As respondent correctly points out, in Casel v. Commissioner, 79 T.C. 424, 430-435 (1982), this Court upheld a regulation which applied the aggregate approach to partnership distributions for purposes of applying the rules of section 267 (a). Respondent's reliance on Casel, in support of Rev. Rul. 89-72, 1989-1 C.B. 257, however, is misplaced. Casel did not involve the determination of the character of an item of income. We therein upheld a regulation which utilized the aggregate concept to disallow losses or accruals between related persons. In Casel, we recognized that the longstanding interpretation of section 267 and its predecessor was consistent with the regulation in question. In the instant case, however, there exists no doctrine, longstanding or otherwise, which supports the application of the aggregate theory of taxation to the facts herein.
Likewise, respondent's reliance on the fact that a number of regulations interpreting section 954 (f) (namely, sections 1.954-6 (g) and 1.955A-2 (d), 1.955A-2 (g)(4), Income Tax Regs.) apply the aggregate approach, is misplaced. These regulations explicitly adopt the aggregate approach based on section 954 (f)(2). Contrary to respondent's assertion, the explicit language of the above-cited provisions indicates to us that the entity theory of taxation is the general rule of subpart F of the Code.

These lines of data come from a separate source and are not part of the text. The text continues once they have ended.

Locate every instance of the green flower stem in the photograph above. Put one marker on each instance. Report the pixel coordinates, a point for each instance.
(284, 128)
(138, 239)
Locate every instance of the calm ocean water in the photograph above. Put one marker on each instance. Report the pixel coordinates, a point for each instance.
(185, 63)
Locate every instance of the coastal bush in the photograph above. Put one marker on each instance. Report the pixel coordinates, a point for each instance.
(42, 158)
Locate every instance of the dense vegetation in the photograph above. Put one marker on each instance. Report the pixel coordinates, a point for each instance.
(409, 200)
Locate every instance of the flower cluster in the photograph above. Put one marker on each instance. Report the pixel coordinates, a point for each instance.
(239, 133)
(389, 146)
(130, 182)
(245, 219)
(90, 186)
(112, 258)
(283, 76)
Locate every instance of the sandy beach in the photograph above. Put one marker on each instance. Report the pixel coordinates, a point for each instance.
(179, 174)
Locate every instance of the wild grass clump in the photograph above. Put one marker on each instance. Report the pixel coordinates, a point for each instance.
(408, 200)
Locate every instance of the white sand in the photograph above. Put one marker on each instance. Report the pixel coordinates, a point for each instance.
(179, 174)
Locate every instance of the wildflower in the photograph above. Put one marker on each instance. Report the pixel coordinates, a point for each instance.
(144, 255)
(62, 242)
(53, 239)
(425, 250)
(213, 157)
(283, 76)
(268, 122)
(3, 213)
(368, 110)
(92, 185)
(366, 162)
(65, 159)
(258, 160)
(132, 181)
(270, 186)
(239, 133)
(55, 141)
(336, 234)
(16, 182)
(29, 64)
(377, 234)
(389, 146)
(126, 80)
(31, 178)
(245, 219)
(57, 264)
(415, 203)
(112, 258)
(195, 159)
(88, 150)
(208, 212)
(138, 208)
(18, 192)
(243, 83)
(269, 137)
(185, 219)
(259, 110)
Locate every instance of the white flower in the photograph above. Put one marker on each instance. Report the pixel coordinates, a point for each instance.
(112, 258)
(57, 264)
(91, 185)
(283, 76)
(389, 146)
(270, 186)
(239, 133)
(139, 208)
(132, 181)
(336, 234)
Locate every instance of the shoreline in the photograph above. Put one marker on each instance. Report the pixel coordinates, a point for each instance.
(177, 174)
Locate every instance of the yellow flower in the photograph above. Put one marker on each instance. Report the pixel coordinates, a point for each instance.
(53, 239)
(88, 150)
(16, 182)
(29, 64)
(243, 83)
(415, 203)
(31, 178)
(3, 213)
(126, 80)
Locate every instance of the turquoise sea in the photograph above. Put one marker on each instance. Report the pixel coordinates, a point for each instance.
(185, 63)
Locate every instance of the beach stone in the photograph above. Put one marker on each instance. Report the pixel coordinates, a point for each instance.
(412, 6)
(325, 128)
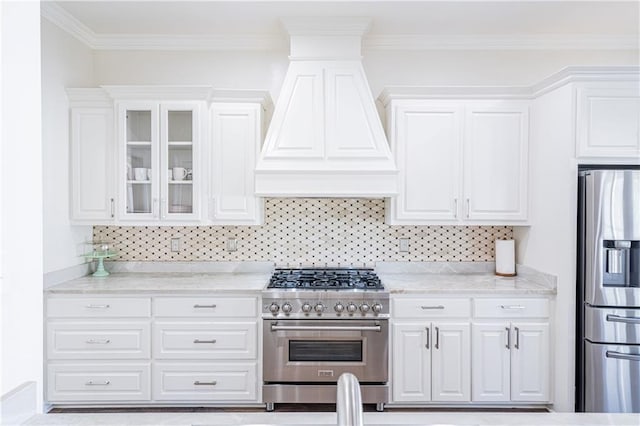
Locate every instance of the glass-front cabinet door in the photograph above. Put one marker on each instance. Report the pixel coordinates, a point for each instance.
(178, 138)
(160, 142)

In nearly every context in which the issue of characterization is relevant to the facts of this case, this Court and other courts have concluded that the proper level for characterization of an item of income is at the partnership level. Applying the teachings of these cases to the determination of foreign base company sales income, we hold that Rev. Rul. 89-72, 1989-1 C.B. 257, improperly applies the aggregate theory of taxation to the facts considered therein.

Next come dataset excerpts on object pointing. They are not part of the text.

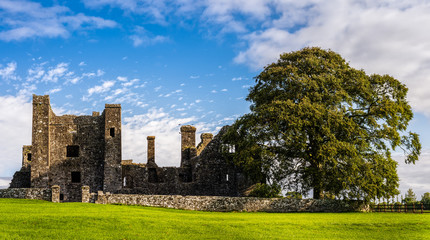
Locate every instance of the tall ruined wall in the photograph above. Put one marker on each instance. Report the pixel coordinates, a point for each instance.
(206, 138)
(40, 141)
(188, 144)
(26, 158)
(208, 174)
(76, 150)
(112, 164)
(70, 151)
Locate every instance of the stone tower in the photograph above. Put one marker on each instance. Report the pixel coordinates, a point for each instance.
(112, 160)
(188, 144)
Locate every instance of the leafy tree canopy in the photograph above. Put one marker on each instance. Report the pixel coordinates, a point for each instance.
(425, 198)
(410, 196)
(318, 124)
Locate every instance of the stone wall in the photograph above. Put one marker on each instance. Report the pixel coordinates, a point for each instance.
(27, 193)
(228, 204)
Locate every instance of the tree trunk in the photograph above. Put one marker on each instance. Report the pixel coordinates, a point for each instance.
(318, 194)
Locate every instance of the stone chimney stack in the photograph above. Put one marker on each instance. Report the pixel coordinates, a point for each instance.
(188, 144)
(151, 149)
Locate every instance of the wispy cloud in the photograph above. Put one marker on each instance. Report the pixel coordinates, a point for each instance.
(24, 19)
(8, 72)
(106, 86)
(143, 37)
(15, 118)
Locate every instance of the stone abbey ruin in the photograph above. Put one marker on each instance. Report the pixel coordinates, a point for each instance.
(75, 151)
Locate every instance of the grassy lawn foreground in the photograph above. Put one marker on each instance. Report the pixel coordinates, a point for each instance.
(33, 219)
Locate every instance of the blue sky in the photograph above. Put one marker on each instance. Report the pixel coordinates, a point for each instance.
(191, 62)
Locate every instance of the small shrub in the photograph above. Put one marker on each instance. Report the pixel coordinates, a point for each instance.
(293, 195)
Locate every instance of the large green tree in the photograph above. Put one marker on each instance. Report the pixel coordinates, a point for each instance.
(318, 124)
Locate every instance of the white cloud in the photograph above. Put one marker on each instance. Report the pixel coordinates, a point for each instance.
(385, 37)
(106, 86)
(147, 40)
(55, 73)
(8, 72)
(238, 79)
(24, 19)
(16, 131)
(54, 90)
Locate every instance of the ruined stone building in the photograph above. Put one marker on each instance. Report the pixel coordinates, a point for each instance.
(73, 151)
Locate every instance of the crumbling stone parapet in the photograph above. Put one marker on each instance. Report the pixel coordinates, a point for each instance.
(55, 193)
(86, 194)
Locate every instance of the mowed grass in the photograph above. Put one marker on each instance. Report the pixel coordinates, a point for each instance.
(33, 219)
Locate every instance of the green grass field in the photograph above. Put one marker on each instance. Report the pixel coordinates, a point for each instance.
(33, 219)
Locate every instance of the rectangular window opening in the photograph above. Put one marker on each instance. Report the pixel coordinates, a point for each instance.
(76, 177)
(72, 151)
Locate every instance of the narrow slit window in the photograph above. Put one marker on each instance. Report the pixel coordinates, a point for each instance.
(76, 177)
(72, 151)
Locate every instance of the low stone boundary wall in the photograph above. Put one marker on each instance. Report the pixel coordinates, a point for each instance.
(28, 193)
(228, 204)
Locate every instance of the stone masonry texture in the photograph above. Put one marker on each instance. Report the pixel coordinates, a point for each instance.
(75, 151)
(229, 204)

After applying basic entity partnership taxation principles to the facts herein, we conclude that no part of Brown Cayman's distributive share of Brinco's income is subpart F income.
We reemphasize that in defining subpart F income, section 952 (a) explicitly states that "For purposes of this subpart, the term `subpart F income' means, in the case of any controlled foreign corporation," the sum of certain enumerated types of income. (Emphasis added.) Since Brinco is clearly not a controlled foreign corporation under section 957 (a), none of the income earned by Brinco is subpart F income to Brinco under section 952 (a). As required by section 702 (b) and section 1.702-1 (b), Income Tax Regs., the character of the income earned by Brinco remains the same in the hands of Brown Cayman. Since such income is not subpart F income to Brinco, it cannot be subpart F income to Brown Cayman. Accordingly, respondent's determination that Brown Cayman's distributive share of Brinco's income is includable in the consolidated gross income of Brown Group as subpart F income is not sustained.
To reflect the foregoing and concessions by the parties,
Decision will be entered under Rule 155.